It doesn't matter if you reduce the amount of carbon emitted per unit of activity if you then go and do a shitload more activity. It will still mean your total emissions will go up, and total emissions are all the climate's counting.
But a society predicated on infinite economic growth dare not cut its industrial activity. It would rather have - and with the move to 'carbon intensity' is actively choosing - a commitment to climate change, with all the long term death and destruction that will bring.
Having not called China out for this sleight of hand, we've made it an acceptable option. Today it's been reported that India is coming to the table talking of 'carbon intensity' cuts.
The growth economy will always choose the most profitable route, not the responsible one. Unless it happens to be the same, which, for fairly obvious reasons, it very rarely is. By allowing this shift to 'carbon intensity' we hand victory to the short-term profits of carbon emitters. It follows another rule of the profit-primary world, that the rich shall always take precedence over the poor.

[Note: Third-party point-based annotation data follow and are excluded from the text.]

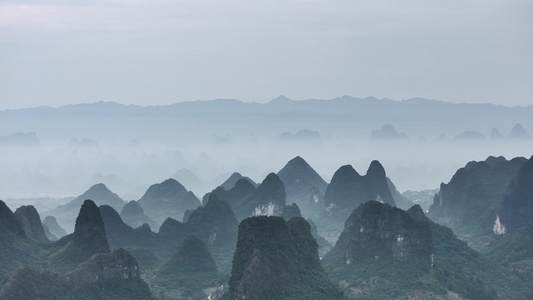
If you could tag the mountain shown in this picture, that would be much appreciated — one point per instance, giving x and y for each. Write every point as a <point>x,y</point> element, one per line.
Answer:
<point>189,272</point>
<point>303,186</point>
<point>50,224</point>
<point>189,179</point>
<point>15,247</point>
<point>519,132</point>
<point>31,223</point>
<point>232,180</point>
<point>387,253</point>
<point>120,235</point>
<point>216,226</point>
<point>78,266</point>
<point>133,214</point>
<point>276,259</point>
<point>89,238</point>
<point>20,140</point>
<point>495,134</point>
<point>513,225</point>
<point>99,193</point>
<point>516,208</point>
<point>469,136</point>
<point>346,191</point>
<point>167,199</point>
<point>104,276</point>
<point>478,187</point>
<point>388,133</point>
<point>267,199</point>
<point>400,200</point>
<point>235,195</point>
<point>291,211</point>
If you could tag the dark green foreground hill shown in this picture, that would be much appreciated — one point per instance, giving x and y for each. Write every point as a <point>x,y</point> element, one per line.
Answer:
<point>276,259</point>
<point>78,266</point>
<point>387,253</point>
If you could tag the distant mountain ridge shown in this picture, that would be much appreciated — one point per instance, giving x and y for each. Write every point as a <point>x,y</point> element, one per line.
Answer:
<point>371,111</point>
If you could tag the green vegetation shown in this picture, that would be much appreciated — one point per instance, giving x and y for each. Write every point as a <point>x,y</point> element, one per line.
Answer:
<point>278,260</point>
<point>453,266</point>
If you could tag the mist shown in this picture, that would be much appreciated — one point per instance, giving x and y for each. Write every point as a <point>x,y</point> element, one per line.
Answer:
<point>56,153</point>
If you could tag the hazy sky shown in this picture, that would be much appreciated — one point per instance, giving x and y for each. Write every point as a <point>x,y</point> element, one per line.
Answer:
<point>158,52</point>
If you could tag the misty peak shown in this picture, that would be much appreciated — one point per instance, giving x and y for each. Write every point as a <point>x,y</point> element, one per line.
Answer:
<point>376,170</point>
<point>280,100</point>
<point>519,132</point>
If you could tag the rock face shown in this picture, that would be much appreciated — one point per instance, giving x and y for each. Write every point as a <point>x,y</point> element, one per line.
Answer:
<point>9,222</point>
<point>376,231</point>
<point>133,214</point>
<point>278,260</point>
<point>303,186</point>
<point>388,133</point>
<point>104,276</point>
<point>120,235</point>
<point>98,193</point>
<point>188,272</point>
<point>192,257</point>
<point>478,187</point>
<point>215,225</point>
<point>516,208</point>
<point>387,253</point>
<point>346,191</point>
<point>167,199</point>
<point>89,238</point>
<point>291,211</point>
<point>105,267</point>
<point>267,199</point>
<point>50,224</point>
<point>31,223</point>
<point>235,195</point>
<point>232,180</point>
<point>518,132</point>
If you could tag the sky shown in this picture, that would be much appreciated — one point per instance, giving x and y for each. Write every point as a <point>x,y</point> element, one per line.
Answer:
<point>155,52</point>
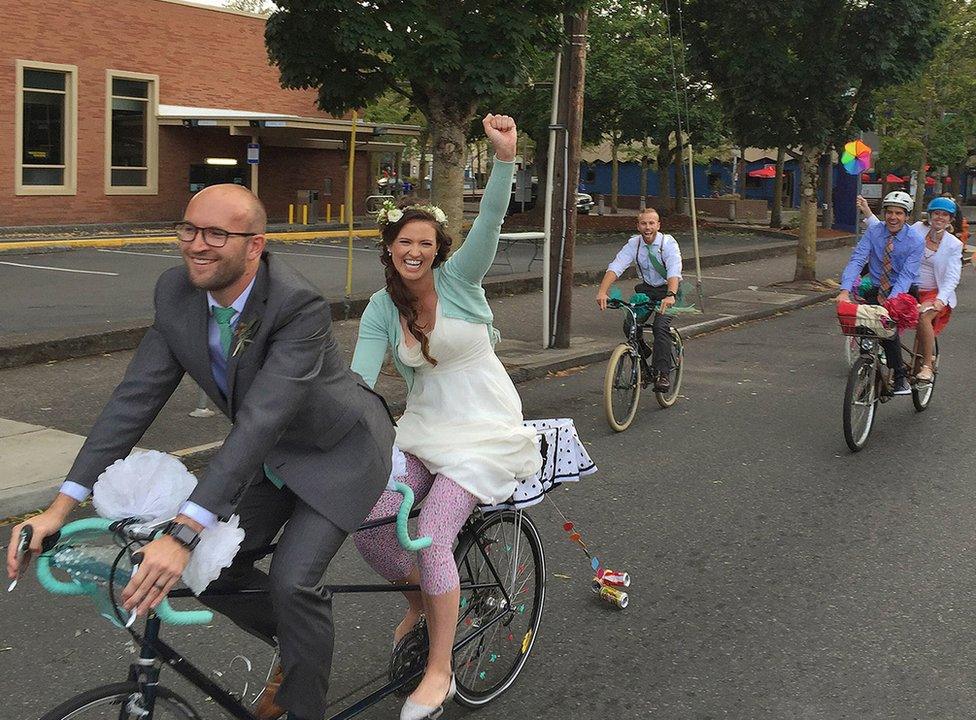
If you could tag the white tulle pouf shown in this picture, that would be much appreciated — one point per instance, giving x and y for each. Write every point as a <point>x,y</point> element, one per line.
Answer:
<point>564,459</point>
<point>152,486</point>
<point>148,485</point>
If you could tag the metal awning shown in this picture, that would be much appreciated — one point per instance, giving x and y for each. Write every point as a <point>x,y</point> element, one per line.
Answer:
<point>288,130</point>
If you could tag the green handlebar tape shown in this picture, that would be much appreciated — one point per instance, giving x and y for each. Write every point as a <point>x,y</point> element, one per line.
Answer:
<point>73,587</point>
<point>56,587</point>
<point>403,533</point>
<point>167,614</point>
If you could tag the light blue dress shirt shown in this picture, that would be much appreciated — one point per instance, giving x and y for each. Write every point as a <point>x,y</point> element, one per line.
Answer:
<point>218,365</point>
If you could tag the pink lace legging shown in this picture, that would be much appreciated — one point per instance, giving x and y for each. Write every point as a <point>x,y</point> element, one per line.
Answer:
<point>445,509</point>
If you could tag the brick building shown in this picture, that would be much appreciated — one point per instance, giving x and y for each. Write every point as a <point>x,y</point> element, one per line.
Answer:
<point>118,111</point>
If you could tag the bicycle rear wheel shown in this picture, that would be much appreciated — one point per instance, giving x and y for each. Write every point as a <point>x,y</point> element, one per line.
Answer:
<point>922,391</point>
<point>621,387</point>
<point>667,399</point>
<point>500,619</point>
<point>117,702</point>
<point>860,402</point>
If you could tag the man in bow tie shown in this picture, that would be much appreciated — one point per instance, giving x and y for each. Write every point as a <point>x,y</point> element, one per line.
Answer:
<point>309,450</point>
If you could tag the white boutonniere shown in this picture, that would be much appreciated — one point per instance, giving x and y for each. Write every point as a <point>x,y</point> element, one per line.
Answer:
<point>243,335</point>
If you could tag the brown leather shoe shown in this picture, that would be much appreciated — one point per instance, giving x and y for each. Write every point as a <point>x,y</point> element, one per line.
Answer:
<point>265,707</point>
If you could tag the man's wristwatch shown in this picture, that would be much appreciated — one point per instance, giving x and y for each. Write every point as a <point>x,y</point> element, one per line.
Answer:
<point>183,534</point>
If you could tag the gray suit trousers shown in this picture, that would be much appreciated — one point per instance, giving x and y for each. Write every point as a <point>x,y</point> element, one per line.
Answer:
<point>293,611</point>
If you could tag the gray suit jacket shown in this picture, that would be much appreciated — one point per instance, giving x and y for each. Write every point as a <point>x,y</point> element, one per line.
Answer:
<point>294,402</point>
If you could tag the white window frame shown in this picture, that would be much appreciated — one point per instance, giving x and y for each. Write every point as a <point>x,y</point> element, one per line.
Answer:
<point>152,135</point>
<point>70,184</point>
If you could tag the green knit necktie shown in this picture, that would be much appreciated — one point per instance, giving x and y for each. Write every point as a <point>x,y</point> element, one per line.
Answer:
<point>223,316</point>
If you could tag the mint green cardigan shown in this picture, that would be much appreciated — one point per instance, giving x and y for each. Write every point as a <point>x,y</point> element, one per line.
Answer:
<point>457,283</point>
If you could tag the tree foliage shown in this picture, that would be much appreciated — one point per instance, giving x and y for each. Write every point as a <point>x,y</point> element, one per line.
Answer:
<point>806,72</point>
<point>443,57</point>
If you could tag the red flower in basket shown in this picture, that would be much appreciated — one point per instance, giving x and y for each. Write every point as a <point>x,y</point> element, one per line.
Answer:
<point>903,309</point>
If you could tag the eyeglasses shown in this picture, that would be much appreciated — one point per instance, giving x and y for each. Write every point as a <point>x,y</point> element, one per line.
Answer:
<point>214,237</point>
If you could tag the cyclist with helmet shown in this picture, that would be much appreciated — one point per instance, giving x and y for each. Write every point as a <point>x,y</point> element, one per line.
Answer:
<point>938,275</point>
<point>893,252</point>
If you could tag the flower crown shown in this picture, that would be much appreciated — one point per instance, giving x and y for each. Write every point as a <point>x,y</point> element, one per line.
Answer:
<point>390,213</point>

it's the poorest of the poor in the world, and this includes poor people even in prosperous societies, who are going to be the worst hitRajendra Pachauri, IPCC chairman
3 comments:
It follows another rule of the profit-primary world, that the rich shall always take precedence over the poor.
Eh? Surely the fact that all rich countries apart from Oz are making absolute cuts, whereas the two largest poor countries aren't, is a sign that the rich aren't taking precedence over the poor for once?
(also, Pachauri is surely scaremongering about 'poor people in prosperous societies'. The people who're seriously affected by CC will be in Bangladesh and Haiti, not in Burnage, Detroit or Hoyerswerda...)
I think there are too big issues with regards to China. One is that most of what they make, they make for us in the West, so a lot of their industrial emissions aren't really theirs, but ours.
Secondly their efforts at population control have prevented the creation of 400 million consumers, which is not insignificant.
China and India are in a tricky situation. Most people agree the rich west needs to make cuts and that the poor deveoped world should be given a break. China and India though fall rather inconveniently in the middle.
John,
the rich nations 'absolute cuts' are not only far less than the science demands, they are using the get out of jail free card bullshit trick of carbon trading, which leads to imposing injustice on poor nations so the rich can carry on emitting a disproportionately high amount.
scaremongering about 'poor people in prosperous societies'
Do you find it that hard to envisage? It doesn't require imagination, just the ability to google the words "Hurricane Katrina".
Martin,
One is that most of what they make, they make for us in the West, so a lot of their industrial emissions aren't really theirs, but ours.
Absolutely, as I've recently said here.
It's about a third of their emissions that are from the manufacture of goods for export (and even the their per-capita emissions are half ours).